The Shining – Iconic
I hate to be so cliche when it comes to “The Shining” but since I like it not only as a horror film, but as a film in general, it’s hard not to call it iconic. It’s the first film in the pseudo-slasher genre that was taken seriously by not only horror fans, but film historians and pundits. I mean Stanley Kubrick directed it for goodness sake! One of the most important directors in the past 75 years chose to follow up his epic “Barry Lyndon” with a Stephen King adaptation.
While I’m too young to have gotten the chance to experience this film in the theater during it’s initial theatrical run, luckily “The Shining” was being screened during one of Cinemark Classic Series months. Myself, and two friends, got the chance to experience the way all film should be witnessed; on the big screen. While I don’t fully agree with complete restoration when it comes to old films (I still like to see the cracks and film burns when I’m watching something that was actually shot on film as opposed to digital) the job they did on “The Shining” to clean it up and and preserve it was well done and didn’t take away from it being scary or it’s overall tone. Another cool thing that I noticed was the night we watched the film, October 30th, was the same day in which The Overlook Hotel closes for the Winter in the film. Eerie and awesome.

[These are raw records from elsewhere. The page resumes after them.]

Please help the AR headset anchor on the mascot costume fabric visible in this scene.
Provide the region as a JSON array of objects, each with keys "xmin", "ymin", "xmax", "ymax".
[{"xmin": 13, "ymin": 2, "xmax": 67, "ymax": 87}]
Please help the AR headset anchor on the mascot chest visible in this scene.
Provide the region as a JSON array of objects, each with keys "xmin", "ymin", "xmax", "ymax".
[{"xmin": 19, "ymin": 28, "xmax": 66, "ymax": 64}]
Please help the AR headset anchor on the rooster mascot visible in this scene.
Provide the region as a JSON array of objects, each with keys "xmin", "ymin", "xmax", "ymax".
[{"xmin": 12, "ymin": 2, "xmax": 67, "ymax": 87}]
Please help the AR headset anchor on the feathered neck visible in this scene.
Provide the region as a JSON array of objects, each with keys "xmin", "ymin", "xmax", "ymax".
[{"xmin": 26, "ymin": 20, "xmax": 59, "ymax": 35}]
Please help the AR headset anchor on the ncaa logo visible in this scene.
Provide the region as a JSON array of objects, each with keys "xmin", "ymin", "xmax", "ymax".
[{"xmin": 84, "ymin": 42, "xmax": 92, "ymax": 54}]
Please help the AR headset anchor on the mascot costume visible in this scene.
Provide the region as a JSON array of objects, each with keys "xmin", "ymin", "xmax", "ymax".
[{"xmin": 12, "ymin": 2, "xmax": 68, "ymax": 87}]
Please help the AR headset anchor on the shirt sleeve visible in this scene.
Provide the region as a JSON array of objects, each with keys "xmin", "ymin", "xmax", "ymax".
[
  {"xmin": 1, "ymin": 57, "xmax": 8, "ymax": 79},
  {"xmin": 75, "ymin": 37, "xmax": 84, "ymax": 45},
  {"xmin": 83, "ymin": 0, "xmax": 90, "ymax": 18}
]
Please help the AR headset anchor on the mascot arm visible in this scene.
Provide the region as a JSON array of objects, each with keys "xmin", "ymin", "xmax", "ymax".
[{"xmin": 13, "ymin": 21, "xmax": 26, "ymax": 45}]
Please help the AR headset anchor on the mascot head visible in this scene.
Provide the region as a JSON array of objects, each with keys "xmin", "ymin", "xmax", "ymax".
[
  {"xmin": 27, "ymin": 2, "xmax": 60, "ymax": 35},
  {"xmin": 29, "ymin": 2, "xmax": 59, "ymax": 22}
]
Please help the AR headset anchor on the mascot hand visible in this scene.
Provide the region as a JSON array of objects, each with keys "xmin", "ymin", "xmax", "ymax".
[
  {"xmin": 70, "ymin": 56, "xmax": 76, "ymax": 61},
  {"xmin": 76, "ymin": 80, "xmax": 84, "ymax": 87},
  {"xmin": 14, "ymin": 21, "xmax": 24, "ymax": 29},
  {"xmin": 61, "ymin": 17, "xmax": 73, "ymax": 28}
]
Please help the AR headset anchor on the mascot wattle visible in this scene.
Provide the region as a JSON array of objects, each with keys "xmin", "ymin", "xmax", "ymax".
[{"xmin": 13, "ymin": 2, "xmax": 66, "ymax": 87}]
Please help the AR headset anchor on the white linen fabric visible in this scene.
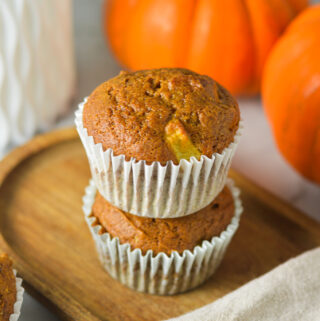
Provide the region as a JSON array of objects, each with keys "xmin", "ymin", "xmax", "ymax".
[{"xmin": 167, "ymin": 247, "xmax": 320, "ymax": 321}]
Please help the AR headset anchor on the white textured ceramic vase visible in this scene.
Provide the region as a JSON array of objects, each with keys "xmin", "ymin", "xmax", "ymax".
[{"xmin": 0, "ymin": 0, "xmax": 75, "ymax": 152}]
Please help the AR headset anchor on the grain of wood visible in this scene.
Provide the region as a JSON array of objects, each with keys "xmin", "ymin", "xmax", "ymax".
[{"xmin": 0, "ymin": 128, "xmax": 319, "ymax": 321}]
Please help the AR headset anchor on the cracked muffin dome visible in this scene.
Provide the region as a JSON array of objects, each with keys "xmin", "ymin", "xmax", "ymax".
[
  {"xmin": 91, "ymin": 185, "xmax": 235, "ymax": 255},
  {"xmin": 83, "ymin": 68, "xmax": 240, "ymax": 164}
]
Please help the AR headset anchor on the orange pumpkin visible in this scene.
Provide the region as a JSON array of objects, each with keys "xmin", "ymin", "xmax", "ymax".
[
  {"xmin": 262, "ymin": 5, "xmax": 320, "ymax": 184},
  {"xmin": 104, "ymin": 0, "xmax": 308, "ymax": 95}
]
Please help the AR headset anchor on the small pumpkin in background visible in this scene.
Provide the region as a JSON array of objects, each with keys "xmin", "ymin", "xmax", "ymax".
[
  {"xmin": 104, "ymin": 0, "xmax": 308, "ymax": 95},
  {"xmin": 262, "ymin": 5, "xmax": 320, "ymax": 184}
]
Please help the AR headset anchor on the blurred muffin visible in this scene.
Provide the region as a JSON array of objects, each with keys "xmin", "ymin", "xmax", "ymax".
[
  {"xmin": 92, "ymin": 186, "xmax": 235, "ymax": 255},
  {"xmin": 83, "ymin": 68, "xmax": 240, "ymax": 164},
  {"xmin": 0, "ymin": 254, "xmax": 23, "ymax": 321}
]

As a refresher, “The Shining” is based on the 1977 novel by Stephen King about a possessed hotel, The Overlook, and the Torrance family, who become it’s latest victims. I highlight based because when “The Shining” was released it did not receive a seal of approval from King himself, who dismissed it and still holds it as one of his least favorite adaptions of his works, and there are many changes from the book to the film. The film features Jack Nicholson in the starring role as Jack Torrance, and former school teacher with a violent past who struggled with alcoholism. Looking to get away and start a new writing project, Jack accepts the caretaker’s job at the Overlook Hotel deep in the heart of the Rocky Mountains. With his wife and son in tow, the descent into madness begins.
Straying from King’s novel, Kubrick creates an original take that I think works very well. The film becomes less about the supernatural and more about the breakdown of the psyche when isolated and away from society. While the film does keep important elements, such as Danny’s ability to “shine” and the horrors in an infamous hotel room (Room 237 in the film, and 217 in the novel), the ending and what role Jack plays in the hotel’s lurid history is a little more vague.
Kubrick, who was known for his introspective films about the human condition and what drives man to his actions, creates a Jack Torrance who always looked like he was about to break from the very beginning. While the novel portrayed Jack as a sympathetic character come the end of the story where he saves his family from the ghosts of the Overlook, there is no redemption in Nicholson’s take on the patriarch of the Torrance family. Can you chalk that up to Nicholson’s look? Maybe. He always looks manic so you knew his take on Mr. Torrance was going to be manic and unhinged.
Two other things I took away from this viewing of the showing was something good, and something not so good. The good; The score. Holy crap, but this score is relentless and puts you on edge nearly the entire film. It’s a driving score that is the heartbeat of the horrors to come. Listening to it in surround sounds simply puts shivers down your spine. The bad? I’m sorry, but for the most part, the acting is pretty lackluster. Sure, it was 1980, and it’s a horror film, but goodness, Shelley Duvall and Scatman Crothers put forth some Razzie-worthy performances. On the other hand, while Nicholson’s performance is over the top, it’s still haunting as a man who is succumbing to his own demons as well as the ghosts in the hotel.
As iconic as “The Shining” is, there are still problems with the film. People have pointed out spacial issues with the hotel that make no sense, the fact that the Torrances had a lot of luggage to put into a small sedan, and other assorted things that simply didn’t add up, but I think the reason why a lot of people overlook those irregularities was the fact that Stanley Kubrick was directing, and no one argues with Kubrick. There’s also the fact that this was a horror film and perhaps Kubrick was pointing out the silliness of horror films and the inconsistencies that all films of the genre possess. Maybe that’s reaching a little bit, but I wouldn’t put it past Kubrick to create a parody of the horror genre before the horror genre had become a parody of itself.
Overall, “The Shining” stands the test of time, and aside from the silly clothes that most of the characters wear, the film is pretty timeless. It takes a classic haunted house film, adds the creepiness of King, and incorporates the psychology of Kubrick, a combination that adds up to a horror film that is a cut above the rest.
Fun Fact: Do you think you know what Kubrick was “really” trying to say in “The Shining?” Check out “Room 237,” a documentary about the “true” meanings behind “The Shining.”